As a best case scenario, the chargeback is fraudulent. In this case you could always try to fight the chargeback (or not, I’m not to clear on how such things work) if you could prove the email that booked the stay is somehow connected to the legitimate owner of the credit card.

This is going to make recovering your funds damn near impossible, sorry to say. Even if you can locate the cardholder, without verification that they were the actual party that handed you the card (you saying so won’t cut it), you’re pretty much screwed.

I know it’s 20/20 hindsight, but part of my job entails investigating credit card chargebacks. Merchants have told me they don’t check ID’s or even compare signatures with those on the card because “it’s a pain” or they’re “too busy.”
Without even a signature, the only thing I can tell them is this: You’ve just learned a lesson about how not to do business from now on.

Unless the fraud was significant, many hundreds or thousands of dollars, I doubt the local police are going to do much about it, unless you can point them to the person that caused it. My guess is that you’ve already spent more time and energy on this than the value of the fraud itself.

You might want to focus your energy on training your desk clerks how to recognize fraud before it happens. Many local police departments have classes or special units that will come to your business to talk to your employees about common fraud techniques.

I don’t recall ever staying at a hotel where the clerk didn’t ask to see my drivers’ license and the registration form always included the plate # of my car (though I suppose a fraudster could just fake that), usually taking down the drivers license #.

I don’t see where you have any real idea who perpetrated the fraud. Seems like the card was stolen and the real owner has rightfully challenged the charges. You don’t have a picture of any kind from security cameras. Your receptionist should have asked for picture ID and taken a photocopy, but she didn’t ask for ID or even a signature.

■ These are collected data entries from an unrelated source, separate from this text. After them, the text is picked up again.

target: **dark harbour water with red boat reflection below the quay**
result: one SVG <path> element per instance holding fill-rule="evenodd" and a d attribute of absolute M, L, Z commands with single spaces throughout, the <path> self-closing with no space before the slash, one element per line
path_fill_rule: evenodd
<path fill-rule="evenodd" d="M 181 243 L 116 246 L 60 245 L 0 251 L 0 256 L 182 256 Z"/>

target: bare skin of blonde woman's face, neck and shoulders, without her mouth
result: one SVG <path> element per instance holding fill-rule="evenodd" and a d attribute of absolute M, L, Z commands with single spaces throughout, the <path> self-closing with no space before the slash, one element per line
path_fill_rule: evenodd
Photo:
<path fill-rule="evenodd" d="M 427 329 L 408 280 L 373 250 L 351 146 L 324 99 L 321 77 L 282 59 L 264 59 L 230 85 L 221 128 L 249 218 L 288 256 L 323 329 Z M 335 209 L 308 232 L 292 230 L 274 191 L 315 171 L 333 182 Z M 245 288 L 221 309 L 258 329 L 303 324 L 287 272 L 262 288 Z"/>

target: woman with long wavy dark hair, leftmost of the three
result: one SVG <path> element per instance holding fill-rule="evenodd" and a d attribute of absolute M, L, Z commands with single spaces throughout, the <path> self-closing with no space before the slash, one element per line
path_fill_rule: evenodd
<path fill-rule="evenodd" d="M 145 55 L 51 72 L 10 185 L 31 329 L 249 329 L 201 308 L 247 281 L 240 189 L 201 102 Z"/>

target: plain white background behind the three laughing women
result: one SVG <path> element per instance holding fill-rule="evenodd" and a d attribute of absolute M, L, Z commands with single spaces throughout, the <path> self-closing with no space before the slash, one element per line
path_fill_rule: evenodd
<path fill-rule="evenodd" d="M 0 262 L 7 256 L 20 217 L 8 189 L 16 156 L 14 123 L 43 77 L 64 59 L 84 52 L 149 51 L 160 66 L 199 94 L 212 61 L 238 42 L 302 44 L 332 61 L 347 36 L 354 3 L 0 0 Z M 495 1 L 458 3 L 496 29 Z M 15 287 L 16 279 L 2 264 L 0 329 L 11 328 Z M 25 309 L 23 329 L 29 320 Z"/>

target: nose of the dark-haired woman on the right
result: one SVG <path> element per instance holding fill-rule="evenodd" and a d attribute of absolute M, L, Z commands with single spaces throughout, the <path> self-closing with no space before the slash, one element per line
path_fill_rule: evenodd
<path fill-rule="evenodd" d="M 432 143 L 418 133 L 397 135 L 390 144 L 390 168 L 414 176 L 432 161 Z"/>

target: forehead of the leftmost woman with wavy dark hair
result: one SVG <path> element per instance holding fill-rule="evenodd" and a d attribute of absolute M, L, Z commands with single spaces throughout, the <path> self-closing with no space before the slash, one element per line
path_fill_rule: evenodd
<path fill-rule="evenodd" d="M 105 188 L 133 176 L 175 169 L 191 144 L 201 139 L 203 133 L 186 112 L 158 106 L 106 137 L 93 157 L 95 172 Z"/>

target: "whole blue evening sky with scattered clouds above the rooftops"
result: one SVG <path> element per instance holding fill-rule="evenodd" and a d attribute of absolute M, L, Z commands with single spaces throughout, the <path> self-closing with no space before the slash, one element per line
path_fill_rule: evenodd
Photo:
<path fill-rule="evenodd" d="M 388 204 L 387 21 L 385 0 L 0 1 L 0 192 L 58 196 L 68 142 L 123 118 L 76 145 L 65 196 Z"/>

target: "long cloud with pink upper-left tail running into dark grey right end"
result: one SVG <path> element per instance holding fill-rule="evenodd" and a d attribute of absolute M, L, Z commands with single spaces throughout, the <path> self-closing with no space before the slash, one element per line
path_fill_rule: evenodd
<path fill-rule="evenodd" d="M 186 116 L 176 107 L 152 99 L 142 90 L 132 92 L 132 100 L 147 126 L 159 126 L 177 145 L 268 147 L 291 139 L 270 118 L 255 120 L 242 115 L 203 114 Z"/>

Signature on ID should match credit card and registration form. If credit card is unsigned or says ‘see ID’ refuse it. Tracing an IP address is just wasting your time.

Sounds like staff training is in order, you’ve already paid for part of it.

Is it worth trying to get a warrant to ask Microsoft to reveal who is the holder of that @live account? That’s about the only thing you can do. This involves going to a judge to get a warrant, and you’ll need to hire a lawyer. That might not make this type of thing worth tracing. Besides, I don’t even know if Microsoft could offer you anything more. They might not require an verifiable information to create this email account.

Did the person use your hotel phone? Maybe you have records about what numbers he called.

The police won’t do anything unless you’re willing to press charges and know whom to press charges against. I take it that the hotel bill is less than $1000, so to the police, it’s small stuff. They have more serious crimes to investigate.

Maybe check with other merchants in the area. It’s possible that this dirtbag used the same card to buy groceries, gas, booze, etc. on her little all expenses paid vacation. The sum of all your information might help.

You could find him but it wouldn’t be worth the money spent.

To get an email address you’d have to first get a warrent and have Microsoft issue you the IP address of the place where the email went through. This assumes they went straight through and didn’t use a proxy.

Then you’d get an IP address and have to resolve it (easy) find the ISP and get another warrent to disclose the person who has that account.

Then you’d have to prove THAT person made the reservation. Suppose it’s an internet cafe? or a public library? Even with that information the person could say, “Oh it wasn’t mean, I guess I never signed off my computer.”

At the Chicago Public Library people do it all the time, instead of ending their session, they just get up from the computer and close the browser, but until they end their session or the time limit is up that session is registered to a library card number.

And then it’s just a number, you could easily memorize someone’s number from seeing their library card.

If you had gotten proper signature, and authorization it would’ve been the credit card company that took the loss not the merchant.

Write it off your taxes and write the clerk up so he/she learns proper procedure.